Das heißt: Jetzt liegt der Ball – wieder mal – im Feld der Politik. Es geht darum, etwas an den Grundbedingungen zu ändern. Wir haben jetzt etwas für uns in unserem kleinen Krankenhaus verbessert, was in den nächsten Jahren greift. Darauf sind wir auch sehr stolz. Aber aktuell und auch für ganz Deutschland betrachtet, ist die Politik immer noch am Zug.
Wir gehen jetzt auch auf Herbst und Winter zu und möglicherweise auch auf steigende Corona-Infektionszahlen und Grippewellen. Wie blickst du auf Herbst und Winter? Wie wird es für euch laufen?
Wir kennen das, es ist jedes Jahr das Gleiche und wir haben uns auch mittlerweile ein bisschen daran gewöhnt: Wir werden sehr hohe Patientenzahlen haben. Wir werden das irgendwie stemmen müssen – wie jedes Jahr. Und es wird wieder Pflegekräfte geben, die sagen: Ich habe keine Lust mehr, ich kann nicht mehr. Die Arbeit auf der Corona-Station macht mürbe: Wenn man jahrelang die gleichen Krankheitsbilder betreut und es nicht besser wird.
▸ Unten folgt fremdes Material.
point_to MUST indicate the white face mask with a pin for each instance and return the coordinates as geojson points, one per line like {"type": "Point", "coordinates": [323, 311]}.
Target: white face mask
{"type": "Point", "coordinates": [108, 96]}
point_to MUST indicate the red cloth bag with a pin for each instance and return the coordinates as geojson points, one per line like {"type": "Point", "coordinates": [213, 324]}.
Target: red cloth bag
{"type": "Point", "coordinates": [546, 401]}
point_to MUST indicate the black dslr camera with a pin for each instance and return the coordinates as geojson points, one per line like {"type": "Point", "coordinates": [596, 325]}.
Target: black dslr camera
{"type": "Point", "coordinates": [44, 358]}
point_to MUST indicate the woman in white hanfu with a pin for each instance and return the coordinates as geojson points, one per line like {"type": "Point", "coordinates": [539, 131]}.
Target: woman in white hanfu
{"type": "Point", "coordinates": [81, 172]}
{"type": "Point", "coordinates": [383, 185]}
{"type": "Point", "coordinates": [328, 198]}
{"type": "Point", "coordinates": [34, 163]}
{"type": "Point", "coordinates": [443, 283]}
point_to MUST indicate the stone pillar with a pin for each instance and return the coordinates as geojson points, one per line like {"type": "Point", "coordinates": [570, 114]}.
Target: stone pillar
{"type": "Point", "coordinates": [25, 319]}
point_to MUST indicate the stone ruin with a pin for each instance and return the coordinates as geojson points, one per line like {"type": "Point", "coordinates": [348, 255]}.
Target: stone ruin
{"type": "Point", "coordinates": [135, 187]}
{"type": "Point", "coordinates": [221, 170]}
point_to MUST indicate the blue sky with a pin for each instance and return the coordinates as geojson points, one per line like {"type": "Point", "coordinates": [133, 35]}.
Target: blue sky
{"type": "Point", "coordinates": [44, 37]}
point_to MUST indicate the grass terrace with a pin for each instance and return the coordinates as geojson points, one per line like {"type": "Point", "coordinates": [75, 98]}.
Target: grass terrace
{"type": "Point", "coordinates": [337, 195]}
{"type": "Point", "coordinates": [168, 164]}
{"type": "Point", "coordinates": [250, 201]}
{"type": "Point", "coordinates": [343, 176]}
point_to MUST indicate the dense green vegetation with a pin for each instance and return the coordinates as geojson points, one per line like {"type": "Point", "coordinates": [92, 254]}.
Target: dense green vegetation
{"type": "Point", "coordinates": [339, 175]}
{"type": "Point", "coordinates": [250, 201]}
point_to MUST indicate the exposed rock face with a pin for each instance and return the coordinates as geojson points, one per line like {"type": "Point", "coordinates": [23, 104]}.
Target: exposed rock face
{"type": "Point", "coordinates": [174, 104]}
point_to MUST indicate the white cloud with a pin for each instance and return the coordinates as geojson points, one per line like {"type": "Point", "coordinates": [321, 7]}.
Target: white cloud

Hinzu kommt, dass die Politik einem nicht hilft, dass die Politik nicht sieht, was die Pflege leistet und eingreift. Es wird hier und da von einem Bonus gesprochen, den einzelne Leute bekommen, aber so richtig hat sich für uns leider noch nichts verbessert. Fakt ist, dass immer mehr Pflegekräfte – auch diesen Winter – die Reißleine ziehen werden. Da bin ich mir sehr sicher.